Revenu au pouvoir en 1958, le général de Gaulle a rapidement compris l’inéluctabilité de l’indépendance algérienne. Au grand désespoir de la population européenne, il enclenche le processus qui doit mener l’Algérie à la rupture avec la France. Le sergent-chef Roos, ses camarades et ses légionnaires ne se sentent pas trop concernés par le drame algérien. Beaucoup d’entre eux sont étrangers et exécutent simplement les ordres de leurs officiers, que ce soit en opérations ou lors du putsch d’avril 1961. Pour eux, le départ du régiment pour Alger est un ordre comme les autres, le 2e REP étant moins politisé que le 1er REP. Après l’échec du putsch et la déchirure algérienne, vient ensuite une longue de période de pénitence et une traversée du désert qui court de 1962 à 1967 faite de suspicion et d’une étroite surveillance du régiment qui a échappé de peu à la dissolution.
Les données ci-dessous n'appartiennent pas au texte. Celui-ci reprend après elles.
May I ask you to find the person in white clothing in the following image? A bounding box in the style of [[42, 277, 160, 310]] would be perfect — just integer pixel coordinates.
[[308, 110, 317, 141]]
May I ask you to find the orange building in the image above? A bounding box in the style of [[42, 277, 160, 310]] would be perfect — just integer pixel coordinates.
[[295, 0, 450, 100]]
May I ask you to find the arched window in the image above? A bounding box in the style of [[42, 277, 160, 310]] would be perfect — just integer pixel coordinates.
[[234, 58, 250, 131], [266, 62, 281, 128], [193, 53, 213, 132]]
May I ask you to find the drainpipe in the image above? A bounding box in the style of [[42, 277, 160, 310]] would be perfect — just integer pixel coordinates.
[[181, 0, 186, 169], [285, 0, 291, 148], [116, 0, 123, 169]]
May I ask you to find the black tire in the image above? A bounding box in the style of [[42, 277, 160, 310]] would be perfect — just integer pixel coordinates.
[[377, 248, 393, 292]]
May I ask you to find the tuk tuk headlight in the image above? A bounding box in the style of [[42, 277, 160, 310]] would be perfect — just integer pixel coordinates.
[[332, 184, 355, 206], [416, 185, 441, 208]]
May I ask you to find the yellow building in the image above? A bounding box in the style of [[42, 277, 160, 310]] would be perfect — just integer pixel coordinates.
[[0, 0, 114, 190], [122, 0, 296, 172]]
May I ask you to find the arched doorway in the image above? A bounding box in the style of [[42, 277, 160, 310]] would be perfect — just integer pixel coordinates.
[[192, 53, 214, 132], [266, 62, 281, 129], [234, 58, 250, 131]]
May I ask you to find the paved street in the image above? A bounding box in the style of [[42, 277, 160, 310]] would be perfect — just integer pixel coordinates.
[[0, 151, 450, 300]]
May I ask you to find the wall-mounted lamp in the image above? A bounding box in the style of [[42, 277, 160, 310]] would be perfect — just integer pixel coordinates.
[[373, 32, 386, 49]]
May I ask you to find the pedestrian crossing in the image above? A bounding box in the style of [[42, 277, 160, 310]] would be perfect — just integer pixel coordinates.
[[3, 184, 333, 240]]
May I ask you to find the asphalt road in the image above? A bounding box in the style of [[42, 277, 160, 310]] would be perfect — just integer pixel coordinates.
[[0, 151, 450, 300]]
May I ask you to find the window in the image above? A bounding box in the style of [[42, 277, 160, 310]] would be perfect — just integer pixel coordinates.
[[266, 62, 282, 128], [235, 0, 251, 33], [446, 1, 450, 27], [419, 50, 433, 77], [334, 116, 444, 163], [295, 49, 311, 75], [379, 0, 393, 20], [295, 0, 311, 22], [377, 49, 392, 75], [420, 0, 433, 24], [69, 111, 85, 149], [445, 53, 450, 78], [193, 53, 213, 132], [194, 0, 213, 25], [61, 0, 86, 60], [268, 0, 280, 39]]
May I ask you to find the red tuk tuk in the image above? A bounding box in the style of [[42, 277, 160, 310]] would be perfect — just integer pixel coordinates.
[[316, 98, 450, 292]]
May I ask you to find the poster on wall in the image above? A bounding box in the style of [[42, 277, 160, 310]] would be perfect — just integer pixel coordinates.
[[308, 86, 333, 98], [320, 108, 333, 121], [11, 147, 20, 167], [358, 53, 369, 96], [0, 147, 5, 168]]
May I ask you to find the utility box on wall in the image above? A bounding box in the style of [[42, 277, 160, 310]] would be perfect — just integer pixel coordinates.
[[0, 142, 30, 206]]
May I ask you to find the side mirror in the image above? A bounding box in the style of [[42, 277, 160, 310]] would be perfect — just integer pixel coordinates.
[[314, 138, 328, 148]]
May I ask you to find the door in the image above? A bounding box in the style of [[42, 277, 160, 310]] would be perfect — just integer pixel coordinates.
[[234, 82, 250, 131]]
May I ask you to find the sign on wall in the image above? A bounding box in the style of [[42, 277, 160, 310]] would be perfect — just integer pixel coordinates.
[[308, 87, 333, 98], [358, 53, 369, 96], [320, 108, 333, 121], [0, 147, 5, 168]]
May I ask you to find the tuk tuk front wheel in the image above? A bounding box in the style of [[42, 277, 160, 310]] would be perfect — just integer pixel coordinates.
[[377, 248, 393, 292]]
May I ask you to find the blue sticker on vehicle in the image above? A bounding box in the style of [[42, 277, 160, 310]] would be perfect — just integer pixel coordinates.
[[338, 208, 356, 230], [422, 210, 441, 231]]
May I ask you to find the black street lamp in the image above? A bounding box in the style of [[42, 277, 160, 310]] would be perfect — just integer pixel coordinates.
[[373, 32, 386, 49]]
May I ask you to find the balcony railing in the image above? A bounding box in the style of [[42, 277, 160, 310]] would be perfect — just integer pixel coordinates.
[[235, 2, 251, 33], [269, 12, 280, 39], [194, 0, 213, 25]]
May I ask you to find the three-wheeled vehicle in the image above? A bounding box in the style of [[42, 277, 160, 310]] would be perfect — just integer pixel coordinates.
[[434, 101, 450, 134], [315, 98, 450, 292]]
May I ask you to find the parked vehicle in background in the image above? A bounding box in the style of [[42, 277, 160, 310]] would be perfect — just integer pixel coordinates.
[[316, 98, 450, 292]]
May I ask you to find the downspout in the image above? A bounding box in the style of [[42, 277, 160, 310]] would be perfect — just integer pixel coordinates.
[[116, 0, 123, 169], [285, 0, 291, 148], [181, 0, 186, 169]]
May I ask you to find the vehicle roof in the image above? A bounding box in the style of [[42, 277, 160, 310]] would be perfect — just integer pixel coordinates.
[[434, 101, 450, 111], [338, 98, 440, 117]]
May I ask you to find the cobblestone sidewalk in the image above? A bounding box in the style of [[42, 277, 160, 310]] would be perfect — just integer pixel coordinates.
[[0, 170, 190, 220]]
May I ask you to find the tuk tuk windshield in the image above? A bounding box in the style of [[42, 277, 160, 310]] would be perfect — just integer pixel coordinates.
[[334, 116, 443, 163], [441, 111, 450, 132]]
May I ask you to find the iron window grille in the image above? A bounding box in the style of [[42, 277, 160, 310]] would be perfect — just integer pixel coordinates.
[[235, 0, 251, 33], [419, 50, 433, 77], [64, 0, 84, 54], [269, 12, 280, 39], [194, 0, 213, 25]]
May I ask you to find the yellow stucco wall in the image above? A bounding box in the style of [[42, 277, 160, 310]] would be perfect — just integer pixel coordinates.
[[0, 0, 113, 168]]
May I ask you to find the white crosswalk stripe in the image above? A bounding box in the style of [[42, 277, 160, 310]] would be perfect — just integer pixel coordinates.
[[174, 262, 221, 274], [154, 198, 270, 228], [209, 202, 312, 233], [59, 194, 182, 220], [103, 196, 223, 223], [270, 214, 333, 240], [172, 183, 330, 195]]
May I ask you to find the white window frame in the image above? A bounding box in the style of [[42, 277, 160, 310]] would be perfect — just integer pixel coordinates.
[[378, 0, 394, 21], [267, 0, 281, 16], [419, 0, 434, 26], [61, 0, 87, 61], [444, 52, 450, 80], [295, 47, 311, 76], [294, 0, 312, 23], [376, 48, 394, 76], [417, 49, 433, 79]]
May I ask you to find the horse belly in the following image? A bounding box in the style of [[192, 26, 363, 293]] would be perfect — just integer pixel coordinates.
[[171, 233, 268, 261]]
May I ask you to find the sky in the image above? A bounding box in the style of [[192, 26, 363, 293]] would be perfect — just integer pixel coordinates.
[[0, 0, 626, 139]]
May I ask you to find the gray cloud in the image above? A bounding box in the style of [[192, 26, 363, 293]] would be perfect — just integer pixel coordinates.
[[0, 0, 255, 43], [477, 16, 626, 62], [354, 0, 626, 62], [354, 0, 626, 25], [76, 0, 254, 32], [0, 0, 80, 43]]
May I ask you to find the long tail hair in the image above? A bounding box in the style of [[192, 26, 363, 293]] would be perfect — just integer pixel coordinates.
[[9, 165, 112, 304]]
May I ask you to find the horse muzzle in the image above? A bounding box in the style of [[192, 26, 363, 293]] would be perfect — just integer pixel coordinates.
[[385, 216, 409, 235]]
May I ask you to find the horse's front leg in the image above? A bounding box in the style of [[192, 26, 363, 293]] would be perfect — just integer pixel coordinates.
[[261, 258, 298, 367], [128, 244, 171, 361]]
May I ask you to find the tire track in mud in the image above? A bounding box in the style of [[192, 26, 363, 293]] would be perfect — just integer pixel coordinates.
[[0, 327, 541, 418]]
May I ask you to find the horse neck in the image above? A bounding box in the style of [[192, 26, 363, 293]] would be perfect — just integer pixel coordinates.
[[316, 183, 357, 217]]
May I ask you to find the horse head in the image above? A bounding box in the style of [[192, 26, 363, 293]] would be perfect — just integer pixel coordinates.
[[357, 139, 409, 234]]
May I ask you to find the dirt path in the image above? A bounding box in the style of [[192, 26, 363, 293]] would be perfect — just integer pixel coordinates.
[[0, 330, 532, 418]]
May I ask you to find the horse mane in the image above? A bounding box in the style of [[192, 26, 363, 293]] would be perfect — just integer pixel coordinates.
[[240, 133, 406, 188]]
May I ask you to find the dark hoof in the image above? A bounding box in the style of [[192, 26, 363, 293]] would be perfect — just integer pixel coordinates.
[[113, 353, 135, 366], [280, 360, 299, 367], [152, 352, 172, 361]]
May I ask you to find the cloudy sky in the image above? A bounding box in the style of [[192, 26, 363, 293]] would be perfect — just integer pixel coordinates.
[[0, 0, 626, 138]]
Mais à Bou-Sfer, dans l’enclave de Mers-El-Kébir, sous le commandement des lieutenants-colonels Chenel, puis Caillaud, le 2e REP jette les bases de sa rédemption. Nommé adjudant, après vingt ans de présence dans les unités TAP, Horst Roos entame une nouvelle carrière au sein de la Légion. Sa prestance, son expérience et ses qualités humaines en font un excellent recruteur.

L’adjudant, puis adjudant-chef Roos s’adapte à cette Légion du temps de paix. 1er RE, 13e DBLE, 5e RMP, l’adjudant-chef Roos s’acquitte des différentes responsabilités qui lui sont confiées avec la même efficacité qu’il a démontrée au combat. Nommé major en 1979, Horst Roos devient le premier président des sous-officiers de la Légion étrangère en 1982. Il y fera merveille pendant une décennie. Interface entre le commandement et le corps des sous-officiers, il est pour les jeunes sous-officiers un guide respecté à l’autorité indiscutable, un « monument » dont toute la Légion est fière et un conseiller écouté du général COMLE. À plus d’un titre, l’histoire du major Roos se confond durant les cinquante dernières années du XXe siècle avec celle de la Légion et de la France."